RESULTS: UDCA suppressed tumor growth relative to controls. The mean tumor volumes were the following: control, 1090 ± 89 mm3; 30 mg/kg per day, 612 ± 46 mm3; 50 mg/kg per day, 563 ± 38 mm3; and 70 mg/kg per day, 221 ± 26 mm3. Decreased tumor volumes reached statistical significance relative to control xenografts (30 mg/kg per day, P < 0.05; 50 mg/kg per day, P < 0.05; 70 mg/kg per day, P < 0.01). Increasing concentrations of UDCA led to increased DNA fragmentation observed on gel electrophoresis and in the TUNEL assay (control, 1.6% ± 0.3%; 30 mg/kg per day, 2.9% ± 0.5%; 50 mg/kg per day, 3.15% ± 0.7%, and 70 mg/kg per day, 4.86% ± 0.9%). Western blot analysis revealed increased expression of BAX, APAF1, cleaved-caspase-9 and cleaved-caspase-3 proteins, which induce apoptosis, but decreased expression of BCL2 protein, which is an inhibitor of apoptosis, following administration of UDCA.

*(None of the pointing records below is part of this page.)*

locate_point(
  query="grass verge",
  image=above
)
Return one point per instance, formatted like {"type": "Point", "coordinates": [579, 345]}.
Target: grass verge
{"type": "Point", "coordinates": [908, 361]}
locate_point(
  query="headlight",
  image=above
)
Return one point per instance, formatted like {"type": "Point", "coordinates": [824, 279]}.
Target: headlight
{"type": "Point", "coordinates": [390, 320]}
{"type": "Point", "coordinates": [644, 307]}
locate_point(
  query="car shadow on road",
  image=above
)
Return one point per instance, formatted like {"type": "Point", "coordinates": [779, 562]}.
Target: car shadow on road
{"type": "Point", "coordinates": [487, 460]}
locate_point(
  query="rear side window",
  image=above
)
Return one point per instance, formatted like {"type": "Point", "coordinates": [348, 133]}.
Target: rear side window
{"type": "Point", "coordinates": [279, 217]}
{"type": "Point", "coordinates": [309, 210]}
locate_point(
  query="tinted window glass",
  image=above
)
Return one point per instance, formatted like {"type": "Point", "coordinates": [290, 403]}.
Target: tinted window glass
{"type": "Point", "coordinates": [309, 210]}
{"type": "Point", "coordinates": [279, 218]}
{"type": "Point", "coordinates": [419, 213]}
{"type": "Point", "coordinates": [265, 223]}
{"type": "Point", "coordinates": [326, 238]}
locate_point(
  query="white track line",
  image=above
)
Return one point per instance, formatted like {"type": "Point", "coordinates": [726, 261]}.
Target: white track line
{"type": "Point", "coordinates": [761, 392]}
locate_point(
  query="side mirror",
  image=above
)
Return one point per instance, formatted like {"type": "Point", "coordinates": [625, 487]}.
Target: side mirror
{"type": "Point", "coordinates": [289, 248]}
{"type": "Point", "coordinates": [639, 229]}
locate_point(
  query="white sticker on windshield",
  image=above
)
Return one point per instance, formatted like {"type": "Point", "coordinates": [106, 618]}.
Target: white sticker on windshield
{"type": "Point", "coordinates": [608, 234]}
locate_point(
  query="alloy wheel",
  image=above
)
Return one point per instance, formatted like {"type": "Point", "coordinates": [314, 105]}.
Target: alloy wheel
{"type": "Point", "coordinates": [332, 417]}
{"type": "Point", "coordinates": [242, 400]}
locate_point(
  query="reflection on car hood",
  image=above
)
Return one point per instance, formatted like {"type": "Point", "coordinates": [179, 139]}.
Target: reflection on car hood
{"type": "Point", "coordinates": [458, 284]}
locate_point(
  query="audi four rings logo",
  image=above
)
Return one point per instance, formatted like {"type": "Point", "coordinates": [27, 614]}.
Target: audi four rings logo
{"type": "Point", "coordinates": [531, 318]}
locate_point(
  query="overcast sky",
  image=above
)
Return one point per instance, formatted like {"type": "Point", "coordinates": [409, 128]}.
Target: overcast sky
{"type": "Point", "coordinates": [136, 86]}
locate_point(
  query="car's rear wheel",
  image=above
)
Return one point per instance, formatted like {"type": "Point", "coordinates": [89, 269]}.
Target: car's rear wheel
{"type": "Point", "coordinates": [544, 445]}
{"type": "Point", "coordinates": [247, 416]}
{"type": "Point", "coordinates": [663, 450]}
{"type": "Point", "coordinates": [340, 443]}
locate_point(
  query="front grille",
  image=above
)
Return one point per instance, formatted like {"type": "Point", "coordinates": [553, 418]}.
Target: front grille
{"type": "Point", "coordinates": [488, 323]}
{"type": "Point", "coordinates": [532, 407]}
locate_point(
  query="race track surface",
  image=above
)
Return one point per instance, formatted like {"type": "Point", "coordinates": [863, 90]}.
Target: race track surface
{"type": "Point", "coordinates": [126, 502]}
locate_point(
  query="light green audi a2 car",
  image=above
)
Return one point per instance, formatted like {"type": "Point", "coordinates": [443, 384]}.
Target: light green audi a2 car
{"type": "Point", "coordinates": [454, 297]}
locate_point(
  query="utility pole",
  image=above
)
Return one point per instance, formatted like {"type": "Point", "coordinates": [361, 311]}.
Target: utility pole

CONCLUSION: UDCA suppresses growth of BEL7402 hepatocellular carcinoma cells in vivo, in part through apoptosis induction, and is thus a candidate for therapeutic treatment of HCC.

Keywords: Hepatocellular carcinoma; Inhibitory effects; Mechanisms; Ursodeoxycholic acid; Xenografts

Core tip: Hepatocellular carcinoma (HCC) ranks as the sixth most common cancer worldwide. Prognosis of HCC patients remains poor, however, due to the lack of effective therapies. In this study, ursodeoxycholic acid (UDCA) was investigated as a potential chemotherapeutic agent in a mouse model of HCC. Tumor growth was inhibited by increasing concentrations of UDCA over a 21-d period, and the effect was elicited through apoptosis. UDCA is thus a candidate chemopreventive and chemotherapeutic agent for HCC.